One resident stood up and expressed concern that local control of war memorials could lead to a “slippery slope” of memorials for wars like the Vietnam War to be taken down.
Hudson said she believes that is a genuinely separate conversation because she said there is a difference between honoring the deaths of rank and file soldiers and exalting the leaders of a movement.
“The Robert E. Lee statue is not a monument to any history that ever happened here. Robert E. Lee never set foot in Charlottesville,” she said. “There’s not a battle that we’re remembering or lives that were lost … I think discussions like this are exactly the reason why that should be a local decision.”
Roy Van Doorn, president of the Charlottesville chapter of the Virginia Restaurant, Lodging & Travel Association, said the association is concerned that if counties, like Albemarle, receive equal taxing authority to cities, they will increase transient occupancy and meals tax rates to try to raise general revenues and take funding from tourism bureaus.
Hudson said that because there isn’t really a distinction between many cities and counties, she thinks it makes sense for the state to streamline the toolkits available to both types of municipalities.

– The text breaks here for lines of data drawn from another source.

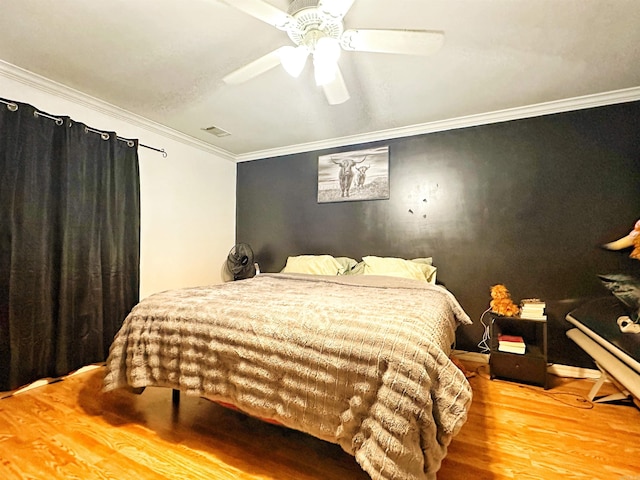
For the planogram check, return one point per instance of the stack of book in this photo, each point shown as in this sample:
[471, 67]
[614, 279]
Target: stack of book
[511, 344]
[533, 309]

The Albemarle County Board of Supervisors included equal taxing in its legislative wish list.
“I think the taxes on folks that don’t live here to support people who do is one of the important ways that we do income redistribution,” Hudson said.
When asked about clean-energy bills, Hudson said this is one of the issues most in flux currently. She said there is an omnibus bill called the Virginia Clean Economy Act, and then there are many standalone bills that duplicate a lot of the provisions in that act but with small differences.

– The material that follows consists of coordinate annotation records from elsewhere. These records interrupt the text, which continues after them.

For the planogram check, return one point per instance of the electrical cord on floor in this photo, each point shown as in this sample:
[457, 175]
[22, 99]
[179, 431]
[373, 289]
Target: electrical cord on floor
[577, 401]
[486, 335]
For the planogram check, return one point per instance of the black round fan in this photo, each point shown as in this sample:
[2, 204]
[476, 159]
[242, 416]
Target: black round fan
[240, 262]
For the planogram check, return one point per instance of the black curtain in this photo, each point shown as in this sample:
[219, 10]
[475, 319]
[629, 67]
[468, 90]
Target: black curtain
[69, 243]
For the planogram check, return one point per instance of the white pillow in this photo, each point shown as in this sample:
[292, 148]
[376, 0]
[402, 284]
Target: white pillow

“Candidly, the omnibus bill makes a lot more concessions to the natural gas companies,” she said. “… In particular, I think that that worries me most about the compromises made inside of that bill, is that the people who will bear the cost most are those least able to afford it.”
Hudson said that if there isn’t a full clean-energy bill that she thinks the community would stand by, there might need to be a special session on climate change.
“I’m not opposed to saying no if it’s not good enough,” she said.
Attendees at Sunday’s town hall also asked about redistricting, single-use plastics, affordable housing and marijuana.